2.7 Estimation of RFLP marker quality
To estimate the reliability of individual markers, we first calculated discovery and false discovery rates based on allele frequencies. To do so, we first calculated allele frequencies by lake (lake comparisons) or sympatric species (species comparisons). Based on the allele frequency, we calculated expected genotype frequencies for all populations individually (assuming Hardy–Weinberg equilibrium) (Table S2). To evaluate the quality of the markers, we used these frequencies to calculate the chance that an individual with a particular genotype is from a particular population or not (without specifying which and assuming a 50:50 chance that the individual is from the focal population or not) (Table S2).

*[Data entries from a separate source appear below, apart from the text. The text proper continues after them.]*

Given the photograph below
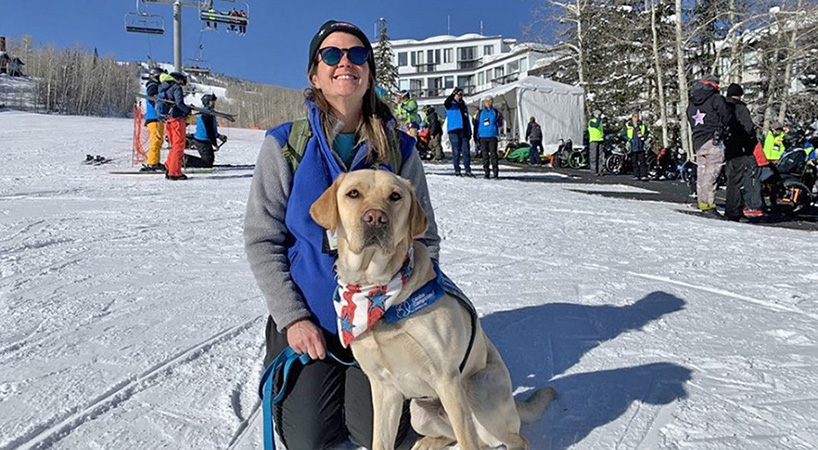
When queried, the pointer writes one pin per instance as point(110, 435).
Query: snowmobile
point(786, 186)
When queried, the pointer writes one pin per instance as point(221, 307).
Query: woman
point(290, 255)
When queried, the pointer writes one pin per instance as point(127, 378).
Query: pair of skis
point(226, 116)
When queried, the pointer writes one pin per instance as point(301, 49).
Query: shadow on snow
point(539, 343)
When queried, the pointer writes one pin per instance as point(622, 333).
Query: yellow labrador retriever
point(376, 217)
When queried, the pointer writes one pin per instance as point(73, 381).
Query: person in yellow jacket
point(774, 142)
point(596, 135)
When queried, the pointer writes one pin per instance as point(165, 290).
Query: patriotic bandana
point(360, 307)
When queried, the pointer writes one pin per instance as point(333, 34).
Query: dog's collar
point(359, 307)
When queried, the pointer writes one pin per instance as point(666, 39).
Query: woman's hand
point(305, 337)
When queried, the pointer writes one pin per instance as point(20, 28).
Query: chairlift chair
point(196, 66)
point(139, 22)
point(206, 15)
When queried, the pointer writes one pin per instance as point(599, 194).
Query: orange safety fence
point(141, 136)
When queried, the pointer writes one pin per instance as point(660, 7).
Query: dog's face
point(370, 208)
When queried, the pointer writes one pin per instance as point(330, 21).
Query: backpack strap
point(300, 133)
point(395, 154)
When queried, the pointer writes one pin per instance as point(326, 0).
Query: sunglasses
point(332, 55)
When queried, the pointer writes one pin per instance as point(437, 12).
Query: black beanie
point(331, 26)
point(734, 90)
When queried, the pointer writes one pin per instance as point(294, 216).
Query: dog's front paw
point(432, 443)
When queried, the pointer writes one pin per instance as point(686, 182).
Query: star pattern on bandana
point(698, 117)
point(377, 299)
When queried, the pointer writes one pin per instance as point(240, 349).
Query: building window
point(435, 86)
point(514, 67)
point(467, 54)
point(421, 58)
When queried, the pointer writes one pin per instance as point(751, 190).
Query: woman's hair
point(375, 114)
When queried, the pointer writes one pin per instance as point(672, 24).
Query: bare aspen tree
point(660, 83)
point(687, 145)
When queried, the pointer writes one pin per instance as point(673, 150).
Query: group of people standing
point(167, 113)
point(724, 133)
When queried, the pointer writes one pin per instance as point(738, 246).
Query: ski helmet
point(179, 77)
point(156, 71)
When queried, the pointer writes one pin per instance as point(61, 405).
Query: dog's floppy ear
point(418, 222)
point(325, 210)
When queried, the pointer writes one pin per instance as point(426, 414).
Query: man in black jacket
point(435, 133)
point(738, 153)
point(708, 118)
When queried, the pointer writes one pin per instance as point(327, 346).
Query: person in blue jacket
point(489, 122)
point(207, 133)
point(291, 256)
point(459, 129)
point(154, 122)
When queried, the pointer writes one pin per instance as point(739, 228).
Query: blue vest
point(150, 110)
point(487, 123)
point(454, 118)
point(201, 130)
point(310, 268)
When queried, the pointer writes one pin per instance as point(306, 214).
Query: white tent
point(559, 108)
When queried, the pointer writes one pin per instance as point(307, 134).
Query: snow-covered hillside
point(130, 319)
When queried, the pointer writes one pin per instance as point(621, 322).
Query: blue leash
point(285, 361)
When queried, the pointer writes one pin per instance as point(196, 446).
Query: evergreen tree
point(387, 76)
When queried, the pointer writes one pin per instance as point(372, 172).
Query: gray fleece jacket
point(266, 237)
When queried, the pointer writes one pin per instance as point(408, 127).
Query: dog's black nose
point(375, 218)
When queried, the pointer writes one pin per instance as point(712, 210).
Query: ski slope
point(130, 318)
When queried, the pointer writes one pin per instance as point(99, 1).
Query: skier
point(636, 132)
point(176, 124)
point(407, 111)
point(459, 129)
point(774, 142)
point(533, 134)
point(596, 135)
point(207, 132)
point(435, 133)
point(709, 119)
point(154, 123)
point(489, 123)
point(742, 171)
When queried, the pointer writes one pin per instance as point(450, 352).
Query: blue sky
point(274, 50)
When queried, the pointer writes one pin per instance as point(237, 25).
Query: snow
point(131, 320)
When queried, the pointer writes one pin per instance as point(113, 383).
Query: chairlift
point(209, 14)
point(139, 22)
point(196, 66)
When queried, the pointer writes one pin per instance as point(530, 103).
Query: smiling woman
point(347, 128)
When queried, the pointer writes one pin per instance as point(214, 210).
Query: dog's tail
point(534, 407)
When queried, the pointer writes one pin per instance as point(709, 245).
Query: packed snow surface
point(130, 318)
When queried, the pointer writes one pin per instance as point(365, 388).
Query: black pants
point(208, 156)
point(738, 169)
point(326, 402)
point(488, 147)
point(640, 167)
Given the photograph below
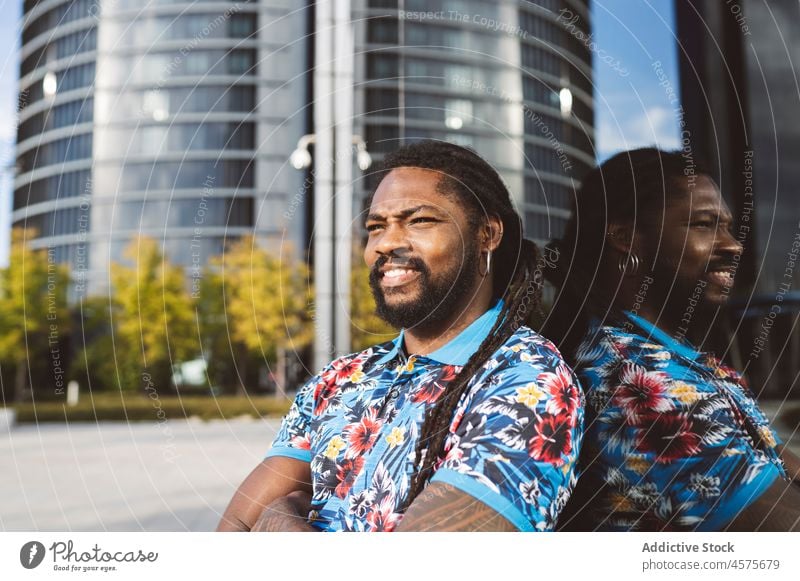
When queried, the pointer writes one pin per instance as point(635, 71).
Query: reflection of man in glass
point(674, 438)
point(468, 420)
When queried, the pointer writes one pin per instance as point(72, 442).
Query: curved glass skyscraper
point(160, 118)
point(510, 78)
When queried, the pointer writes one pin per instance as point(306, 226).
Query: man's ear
point(623, 238)
point(492, 233)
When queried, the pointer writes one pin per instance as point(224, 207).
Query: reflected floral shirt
point(674, 439)
point(513, 443)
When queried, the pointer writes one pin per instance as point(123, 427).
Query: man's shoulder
point(346, 364)
point(526, 352)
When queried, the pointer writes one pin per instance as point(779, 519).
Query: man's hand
point(286, 514)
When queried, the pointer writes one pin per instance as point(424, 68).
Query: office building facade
point(171, 120)
point(510, 79)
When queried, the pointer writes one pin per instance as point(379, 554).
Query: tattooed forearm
point(441, 507)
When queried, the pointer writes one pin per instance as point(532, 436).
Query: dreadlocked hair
point(516, 277)
point(626, 188)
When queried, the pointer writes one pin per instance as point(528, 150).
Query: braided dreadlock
point(516, 278)
point(628, 188)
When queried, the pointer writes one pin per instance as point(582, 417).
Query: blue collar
point(671, 343)
point(460, 349)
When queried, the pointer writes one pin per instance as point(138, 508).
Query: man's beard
point(436, 301)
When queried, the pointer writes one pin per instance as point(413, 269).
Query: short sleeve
point(667, 448)
point(515, 443)
point(294, 436)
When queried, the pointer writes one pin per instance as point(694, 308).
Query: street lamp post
point(333, 141)
point(333, 211)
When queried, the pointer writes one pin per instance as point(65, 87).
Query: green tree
point(217, 346)
point(152, 315)
point(94, 365)
point(267, 299)
point(367, 328)
point(34, 319)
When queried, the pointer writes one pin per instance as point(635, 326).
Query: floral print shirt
point(513, 442)
point(674, 439)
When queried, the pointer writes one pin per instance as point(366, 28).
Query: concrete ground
point(176, 476)
point(173, 476)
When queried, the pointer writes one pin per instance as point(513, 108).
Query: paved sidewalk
point(175, 476)
point(139, 476)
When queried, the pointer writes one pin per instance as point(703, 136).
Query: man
point(468, 420)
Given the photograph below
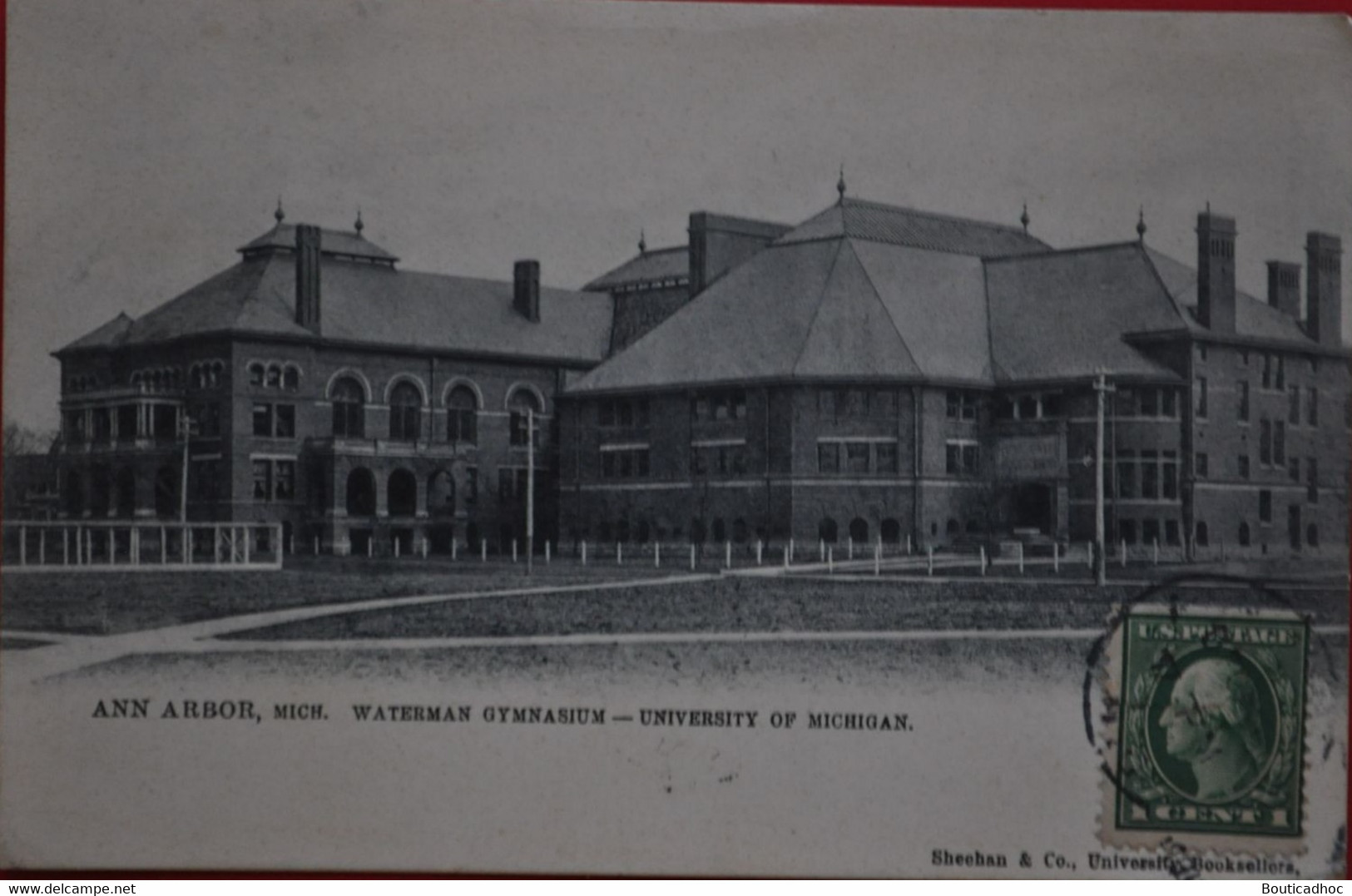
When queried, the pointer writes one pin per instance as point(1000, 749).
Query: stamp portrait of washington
point(1213, 720)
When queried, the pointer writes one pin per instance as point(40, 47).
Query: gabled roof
point(649, 266)
point(1252, 316)
point(1062, 315)
point(103, 337)
point(875, 222)
point(374, 304)
point(331, 242)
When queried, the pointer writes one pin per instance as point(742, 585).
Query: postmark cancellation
point(1204, 730)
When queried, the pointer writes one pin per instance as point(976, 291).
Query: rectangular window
point(1150, 402)
point(829, 457)
point(1150, 474)
point(886, 457)
point(1125, 474)
point(1170, 469)
point(285, 480)
point(856, 457)
point(285, 421)
point(263, 480)
point(263, 419)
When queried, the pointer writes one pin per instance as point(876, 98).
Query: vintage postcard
point(661, 438)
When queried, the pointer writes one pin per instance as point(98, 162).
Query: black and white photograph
point(675, 439)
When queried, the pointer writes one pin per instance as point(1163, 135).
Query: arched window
point(441, 493)
point(404, 413)
point(522, 403)
point(402, 495)
point(361, 493)
point(461, 415)
point(349, 410)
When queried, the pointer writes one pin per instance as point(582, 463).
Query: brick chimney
point(307, 276)
point(1324, 288)
point(1216, 272)
point(1285, 287)
point(721, 242)
point(526, 290)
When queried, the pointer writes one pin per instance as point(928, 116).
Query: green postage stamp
point(1206, 730)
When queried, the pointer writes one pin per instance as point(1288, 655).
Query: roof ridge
point(817, 313)
point(921, 212)
point(878, 296)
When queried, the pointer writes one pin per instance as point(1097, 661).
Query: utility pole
point(530, 491)
point(186, 432)
point(1101, 389)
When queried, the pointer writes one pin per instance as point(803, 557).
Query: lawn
point(772, 604)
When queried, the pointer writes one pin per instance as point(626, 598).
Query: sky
point(147, 140)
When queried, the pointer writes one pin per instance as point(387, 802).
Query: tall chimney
point(307, 276)
point(526, 290)
point(1324, 288)
point(1285, 287)
point(1216, 272)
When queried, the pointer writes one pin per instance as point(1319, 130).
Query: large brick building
point(874, 372)
point(879, 372)
point(353, 402)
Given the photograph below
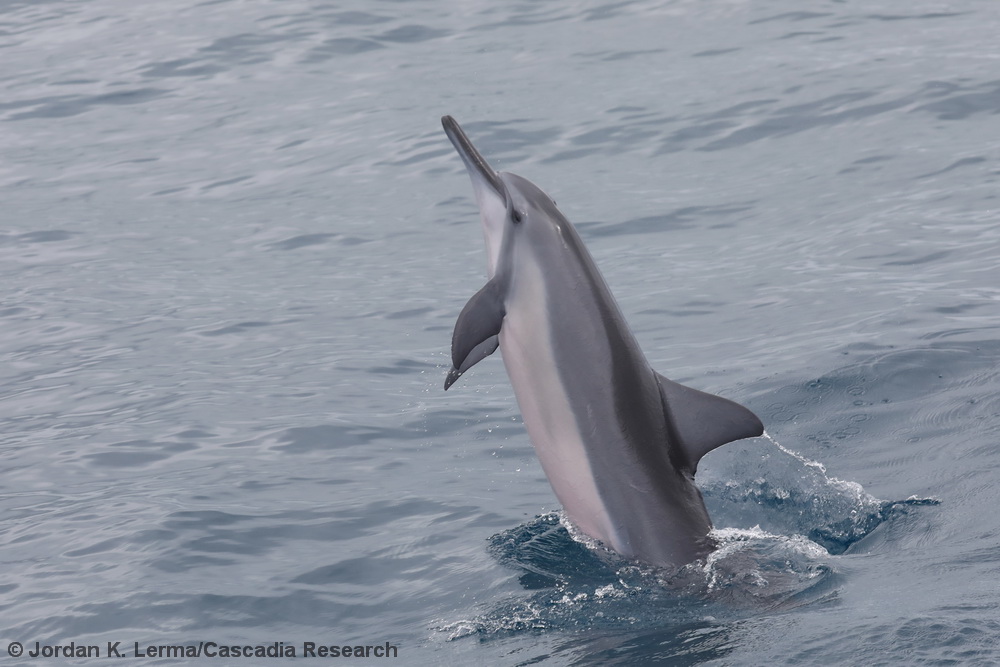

We used a bootstrap approach and randomly picked one million genotypes (i.e. individuals) from the ingroup (target population) and one million from the outgroups (again with an equal chance for each population/sympatric species to be picked) based on their relative frequencies and calculated how often a particular population/sympatric species would have been assigned correctly (correctly assigned), how often an ingroup individual would have been assigned to an outgroup (false negative) and how often an outgroup individual would have been assigned to the ingroup (false positive) (Fig. 3, Table S3). The same approach was then used based on our PCR-RFPL data (Table S3): False negatives were ingroup individuals that were incorrectly assigned as outgroup individuals, false positives were outgroup individuals that were incorrectly assigned as ingroup individuals. The proportion of correctly assigned individuals was calculated by taking the mean of the percentage of correctly assigned ingroup and the percentage of correctly assigned outgroup individuals (to make these estimates comparable to the estimates based on the bootstrapping dataset — some analyses were imbalanced with a different number of ingroup and outgroup individuals).